With the encouragement and help of his wife, Eleanor, and political confidant,
Louis Howe, Roosevelt resumed his political career. In 1924 he nominated Governor Alfred
E. Smith of New York for president at the Democratic National Convention, but Smith lost
the nomination to John W. Davis. In 1928 Smith became the Democratic candidate for
president and arranged for Roosevelt's nomination to succeed him as governor of New York.
Smith lost the election to Herbert Hoover; but Roosevelt was elected governor.
In the late 1930s, spurred by Adolf Hitler's aggression in Europe and Japanese
expansionism in the Pacific, Franklin Delano Roosevelt moved the United States back toward
engagement in world affairs.
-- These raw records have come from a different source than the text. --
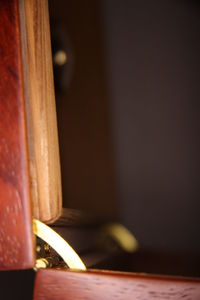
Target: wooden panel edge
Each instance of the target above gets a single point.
(109, 285)
(16, 234)
(44, 161)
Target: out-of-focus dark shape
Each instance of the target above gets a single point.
(63, 57)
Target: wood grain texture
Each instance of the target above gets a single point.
(90, 285)
(41, 111)
(16, 235)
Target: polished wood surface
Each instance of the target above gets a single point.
(90, 285)
(41, 111)
(16, 237)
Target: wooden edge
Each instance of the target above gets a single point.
(111, 285)
(44, 161)
(16, 234)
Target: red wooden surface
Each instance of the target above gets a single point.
(96, 285)
(16, 238)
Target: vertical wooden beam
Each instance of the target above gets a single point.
(16, 235)
(41, 111)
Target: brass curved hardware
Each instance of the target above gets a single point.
(67, 253)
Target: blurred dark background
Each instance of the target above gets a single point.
(128, 114)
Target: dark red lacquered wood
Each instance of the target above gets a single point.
(16, 238)
(96, 285)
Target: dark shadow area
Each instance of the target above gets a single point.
(17, 285)
(128, 116)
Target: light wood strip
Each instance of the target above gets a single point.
(44, 159)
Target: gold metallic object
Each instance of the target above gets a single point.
(67, 253)
(41, 263)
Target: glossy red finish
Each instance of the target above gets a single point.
(97, 285)
(16, 237)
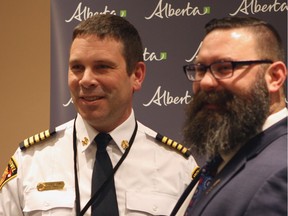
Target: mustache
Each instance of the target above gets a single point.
(221, 99)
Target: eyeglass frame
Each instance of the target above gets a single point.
(233, 63)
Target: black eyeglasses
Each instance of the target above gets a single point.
(219, 70)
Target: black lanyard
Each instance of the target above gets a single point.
(80, 212)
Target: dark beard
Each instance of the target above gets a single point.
(239, 118)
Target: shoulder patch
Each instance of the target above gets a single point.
(174, 145)
(9, 173)
(36, 139)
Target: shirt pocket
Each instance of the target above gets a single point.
(153, 203)
(63, 200)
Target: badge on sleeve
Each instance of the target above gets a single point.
(9, 173)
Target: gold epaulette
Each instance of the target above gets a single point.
(36, 139)
(174, 145)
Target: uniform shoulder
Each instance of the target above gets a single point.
(37, 138)
(44, 135)
(172, 144)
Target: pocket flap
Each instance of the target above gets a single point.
(151, 202)
(45, 200)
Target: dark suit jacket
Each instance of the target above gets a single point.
(254, 182)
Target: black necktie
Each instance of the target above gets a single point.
(106, 203)
(206, 178)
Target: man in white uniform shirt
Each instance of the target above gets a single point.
(53, 176)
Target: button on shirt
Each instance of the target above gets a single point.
(149, 181)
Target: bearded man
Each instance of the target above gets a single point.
(238, 119)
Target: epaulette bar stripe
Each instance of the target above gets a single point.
(173, 144)
(35, 139)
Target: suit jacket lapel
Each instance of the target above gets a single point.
(248, 151)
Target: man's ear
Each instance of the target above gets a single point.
(138, 76)
(276, 76)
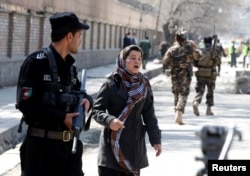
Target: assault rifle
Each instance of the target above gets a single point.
(79, 121)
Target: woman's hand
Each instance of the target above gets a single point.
(116, 124)
(158, 149)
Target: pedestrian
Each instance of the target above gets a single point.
(180, 58)
(206, 76)
(233, 54)
(134, 39)
(46, 99)
(145, 46)
(125, 107)
(127, 40)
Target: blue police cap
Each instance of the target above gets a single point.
(66, 20)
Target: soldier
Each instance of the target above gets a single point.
(180, 58)
(206, 76)
(221, 52)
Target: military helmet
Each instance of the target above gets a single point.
(181, 35)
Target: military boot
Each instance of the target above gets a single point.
(209, 111)
(195, 108)
(178, 118)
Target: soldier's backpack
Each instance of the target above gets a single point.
(206, 60)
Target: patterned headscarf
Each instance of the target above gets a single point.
(137, 90)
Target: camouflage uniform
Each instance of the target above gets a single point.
(180, 58)
(206, 76)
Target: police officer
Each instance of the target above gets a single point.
(206, 76)
(180, 58)
(46, 150)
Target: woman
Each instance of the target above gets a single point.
(124, 106)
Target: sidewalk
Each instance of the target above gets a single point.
(10, 117)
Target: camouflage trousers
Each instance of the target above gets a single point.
(181, 90)
(201, 84)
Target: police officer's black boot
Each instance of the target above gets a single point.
(178, 118)
(209, 111)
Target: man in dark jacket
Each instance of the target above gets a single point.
(48, 105)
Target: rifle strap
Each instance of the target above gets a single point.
(52, 63)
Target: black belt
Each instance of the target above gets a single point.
(65, 136)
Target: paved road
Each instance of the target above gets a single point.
(180, 144)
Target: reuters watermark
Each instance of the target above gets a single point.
(229, 167)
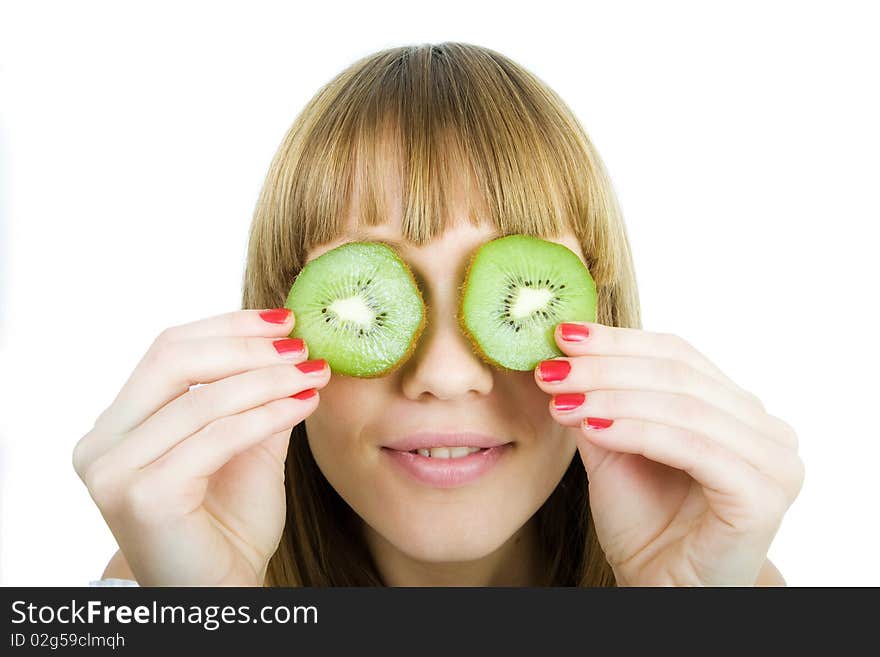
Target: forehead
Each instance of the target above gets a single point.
(460, 236)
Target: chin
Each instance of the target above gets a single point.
(440, 542)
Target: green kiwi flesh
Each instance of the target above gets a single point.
(358, 307)
(517, 289)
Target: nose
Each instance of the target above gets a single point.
(443, 364)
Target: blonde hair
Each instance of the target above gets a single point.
(448, 116)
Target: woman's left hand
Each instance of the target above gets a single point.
(689, 481)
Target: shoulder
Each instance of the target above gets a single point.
(118, 567)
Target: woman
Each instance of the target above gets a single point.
(630, 460)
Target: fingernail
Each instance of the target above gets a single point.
(574, 332)
(310, 366)
(289, 347)
(597, 423)
(568, 401)
(554, 370)
(276, 315)
(305, 394)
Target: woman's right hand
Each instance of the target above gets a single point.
(190, 479)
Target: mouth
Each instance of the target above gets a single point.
(447, 466)
(447, 452)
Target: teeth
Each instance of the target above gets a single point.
(447, 452)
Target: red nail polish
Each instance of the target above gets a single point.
(312, 365)
(288, 347)
(568, 401)
(554, 370)
(574, 332)
(276, 315)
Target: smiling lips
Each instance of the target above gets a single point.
(446, 460)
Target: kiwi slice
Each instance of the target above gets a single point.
(516, 290)
(358, 307)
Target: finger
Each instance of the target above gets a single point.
(592, 338)
(207, 404)
(209, 449)
(683, 412)
(590, 373)
(167, 369)
(172, 368)
(734, 489)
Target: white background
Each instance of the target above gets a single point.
(742, 141)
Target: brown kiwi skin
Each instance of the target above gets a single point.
(412, 344)
(460, 316)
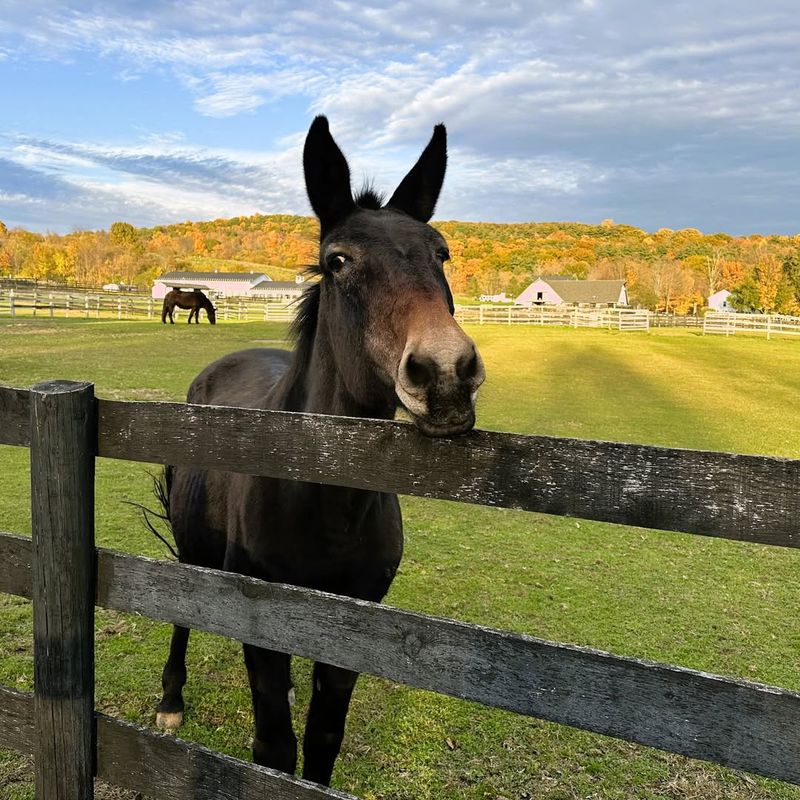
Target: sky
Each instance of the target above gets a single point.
(656, 115)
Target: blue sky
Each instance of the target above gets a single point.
(656, 115)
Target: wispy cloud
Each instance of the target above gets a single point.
(570, 110)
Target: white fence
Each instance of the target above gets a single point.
(36, 303)
(729, 323)
(622, 319)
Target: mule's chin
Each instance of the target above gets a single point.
(432, 427)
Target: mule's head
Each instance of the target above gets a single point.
(384, 298)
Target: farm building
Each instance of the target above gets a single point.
(278, 290)
(561, 290)
(230, 284)
(220, 284)
(720, 301)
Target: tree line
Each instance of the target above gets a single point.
(666, 270)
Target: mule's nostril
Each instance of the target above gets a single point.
(419, 371)
(467, 366)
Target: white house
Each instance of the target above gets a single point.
(559, 290)
(221, 284)
(719, 301)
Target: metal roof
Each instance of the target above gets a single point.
(224, 277)
(572, 291)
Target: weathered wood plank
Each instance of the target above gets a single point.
(725, 721)
(159, 765)
(163, 767)
(62, 516)
(17, 731)
(16, 556)
(751, 498)
(730, 722)
(15, 417)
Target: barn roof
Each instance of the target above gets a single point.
(572, 291)
(223, 277)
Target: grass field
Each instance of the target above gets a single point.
(708, 604)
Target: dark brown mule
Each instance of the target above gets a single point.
(194, 301)
(376, 332)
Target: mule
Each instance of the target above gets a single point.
(194, 301)
(374, 333)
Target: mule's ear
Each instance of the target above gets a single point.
(327, 175)
(419, 190)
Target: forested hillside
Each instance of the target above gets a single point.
(672, 270)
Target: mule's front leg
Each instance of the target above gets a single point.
(169, 713)
(333, 688)
(274, 744)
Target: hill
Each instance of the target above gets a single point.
(672, 270)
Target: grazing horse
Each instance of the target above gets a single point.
(194, 300)
(374, 333)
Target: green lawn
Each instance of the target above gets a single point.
(708, 604)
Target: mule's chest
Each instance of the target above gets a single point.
(345, 541)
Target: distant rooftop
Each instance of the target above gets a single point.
(238, 277)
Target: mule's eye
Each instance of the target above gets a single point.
(335, 261)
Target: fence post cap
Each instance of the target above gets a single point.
(60, 386)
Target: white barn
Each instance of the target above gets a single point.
(220, 284)
(559, 290)
(719, 301)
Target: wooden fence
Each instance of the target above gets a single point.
(729, 323)
(124, 305)
(726, 721)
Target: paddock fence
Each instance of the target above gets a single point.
(126, 305)
(730, 323)
(621, 319)
(718, 719)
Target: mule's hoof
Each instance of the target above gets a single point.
(169, 720)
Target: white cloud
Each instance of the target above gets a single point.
(561, 101)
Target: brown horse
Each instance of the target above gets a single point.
(376, 332)
(194, 300)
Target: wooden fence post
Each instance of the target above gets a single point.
(63, 445)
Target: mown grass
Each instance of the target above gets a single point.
(708, 604)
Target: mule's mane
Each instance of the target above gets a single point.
(368, 197)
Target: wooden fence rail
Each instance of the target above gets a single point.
(726, 721)
(756, 498)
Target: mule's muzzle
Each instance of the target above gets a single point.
(438, 386)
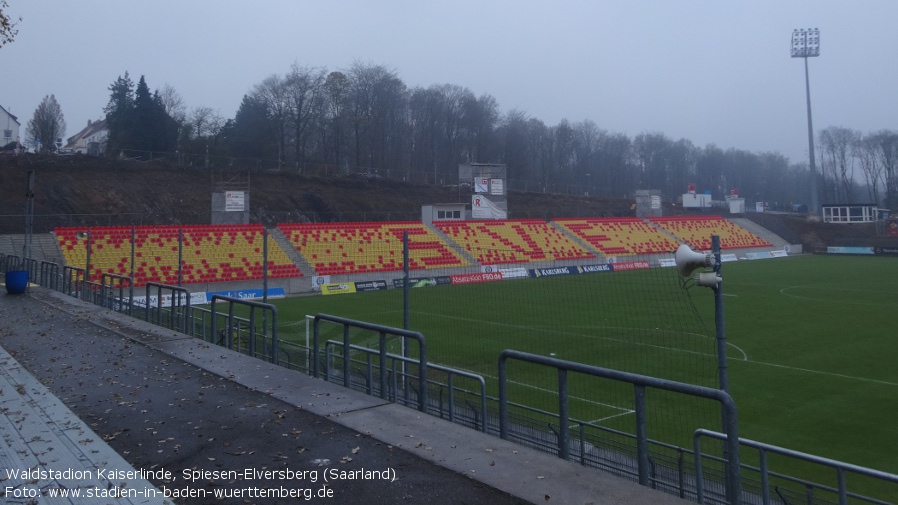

He was restrained, however, by the persistence of strong
isolationist sentiment among the voters and by congressional passage of a series of
neutrality laws intended to prevent American involvement in a second world war. Roosevelt
won the contest when, alarmed by Germany's defeat of France in 1940, Congress passed his
lend-lease legislation to help Great Britain's continued resistance to the Germans. The
Japanese attack on Pearl Harbor on December 7, 1941, brought the United States into the
war on the side of Britain and the Soviet Union.
Roosevelt framed his diplomatic objectives as wartime leader in a series of
wartime conferences. In collaboration with Winston Churchill he explained Anglo-American
war aims in August 1941 in the form of the Atlantic Charter. It denied territorial
ambitions, favored self-government and liberal international trade arrangements, and
pledged freedom from want and permanent security against aggression. At Casablanca,
Morocco, in January 1943, Roosevelt and Churchill insisted on Germany's unconditional
surrender as a means of preventing the enemy's future military resurgence. The Quebec
Conference (August 1943) planned the Normandy invasion. At Moscow (October 1943) the
Allied foreign ministers approved in principle a postwar organization for world security.
Military strategy and the problem of postwar Germany came under discussion at Tehran
(Teheran) (November-December 1943) and Québec (September 1944). Finally, at Yalta in the
USSR (February 1945), Roosevelt, Churchill, and Joseph Stalin broached their plans for a
postwar world. In the process, Roosevelt pressed for admission of China to the Allied
councils as a major power, liberalization of international trade as a means of preventing
future wars, and creation of a United Nations organization as a mechanism for preserving
peace. He did not, however, see the end of the war. Franklin died of a cerebral hemorrhage
at Warm Springs, Georgia, on April 12, 1945.